O fato:
A Comissão de Assuntos Sociais (CAS) do Senado aprovou nesta quarta-feira (10) um projeto de lei que eleva o piso salarial nacional de médicos e cirurgiões-dentistas de R$ 3.636 para R$ 13.662 em jornadas de 20 horas semanais. A proposta segue para análise da Câmara dos Deputados, caso não haja recurso para votação no plenário do Senado.
Além da atualização do piso salarial, o projeto amplia direitos trabalhistas das categorias.

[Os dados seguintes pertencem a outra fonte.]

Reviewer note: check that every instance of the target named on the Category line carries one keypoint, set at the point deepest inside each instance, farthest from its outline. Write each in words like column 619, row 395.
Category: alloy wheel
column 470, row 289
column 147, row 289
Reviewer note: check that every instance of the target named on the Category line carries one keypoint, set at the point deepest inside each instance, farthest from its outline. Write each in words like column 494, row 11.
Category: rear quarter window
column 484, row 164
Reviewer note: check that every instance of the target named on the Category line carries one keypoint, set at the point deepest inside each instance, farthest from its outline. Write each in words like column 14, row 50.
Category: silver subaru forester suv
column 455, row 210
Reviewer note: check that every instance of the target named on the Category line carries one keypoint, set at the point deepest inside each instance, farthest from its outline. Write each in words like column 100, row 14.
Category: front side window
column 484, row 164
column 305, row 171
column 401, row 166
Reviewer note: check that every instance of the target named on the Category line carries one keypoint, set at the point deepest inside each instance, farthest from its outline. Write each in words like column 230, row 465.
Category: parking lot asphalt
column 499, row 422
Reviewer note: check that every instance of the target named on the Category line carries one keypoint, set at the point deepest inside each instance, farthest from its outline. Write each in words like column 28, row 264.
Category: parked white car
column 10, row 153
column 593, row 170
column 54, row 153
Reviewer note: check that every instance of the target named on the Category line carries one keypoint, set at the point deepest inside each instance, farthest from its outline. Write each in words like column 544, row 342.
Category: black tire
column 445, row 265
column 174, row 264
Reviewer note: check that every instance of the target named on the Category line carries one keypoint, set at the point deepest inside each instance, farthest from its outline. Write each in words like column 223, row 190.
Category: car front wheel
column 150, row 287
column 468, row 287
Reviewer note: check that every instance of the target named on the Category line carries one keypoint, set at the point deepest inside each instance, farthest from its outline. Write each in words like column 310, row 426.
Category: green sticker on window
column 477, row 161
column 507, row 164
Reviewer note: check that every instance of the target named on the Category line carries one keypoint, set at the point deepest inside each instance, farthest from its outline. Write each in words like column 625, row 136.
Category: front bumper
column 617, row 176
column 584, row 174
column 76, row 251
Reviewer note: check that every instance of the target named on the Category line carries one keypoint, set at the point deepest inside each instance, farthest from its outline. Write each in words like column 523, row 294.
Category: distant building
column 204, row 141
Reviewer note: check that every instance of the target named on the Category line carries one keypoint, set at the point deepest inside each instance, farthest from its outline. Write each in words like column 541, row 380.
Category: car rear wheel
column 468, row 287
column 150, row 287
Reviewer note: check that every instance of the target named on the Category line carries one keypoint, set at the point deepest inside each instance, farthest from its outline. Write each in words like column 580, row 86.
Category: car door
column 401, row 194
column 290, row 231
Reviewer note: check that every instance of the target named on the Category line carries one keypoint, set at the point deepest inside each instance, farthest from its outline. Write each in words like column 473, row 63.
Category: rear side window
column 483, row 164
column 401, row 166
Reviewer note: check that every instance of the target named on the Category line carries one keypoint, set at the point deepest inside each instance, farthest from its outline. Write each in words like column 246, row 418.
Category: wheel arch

Entre as mudanças previstas estão:
- Aumento do adicional noturno de 20% para 50%;
- Elevação do pagamento de horas extras de 20% para 50%;
- Intervalo obrigatório de dez minutos de descanso a cada 90 minutos trabalhados;
- Exigência de que cargos de chefia em serviços médicos e odontológicos sejam ocupados por profissionais da respectiva área.
As novas regras deverão valer para trabalhadores dos setores público e privado, caso o texto seja aprovado nas demais etapas da tramitação.
Correção anual do piso:
Para profissionais da iniciativa privada, o projeto determina reajuste anual com base na inflação oficial medida pelo IPCA.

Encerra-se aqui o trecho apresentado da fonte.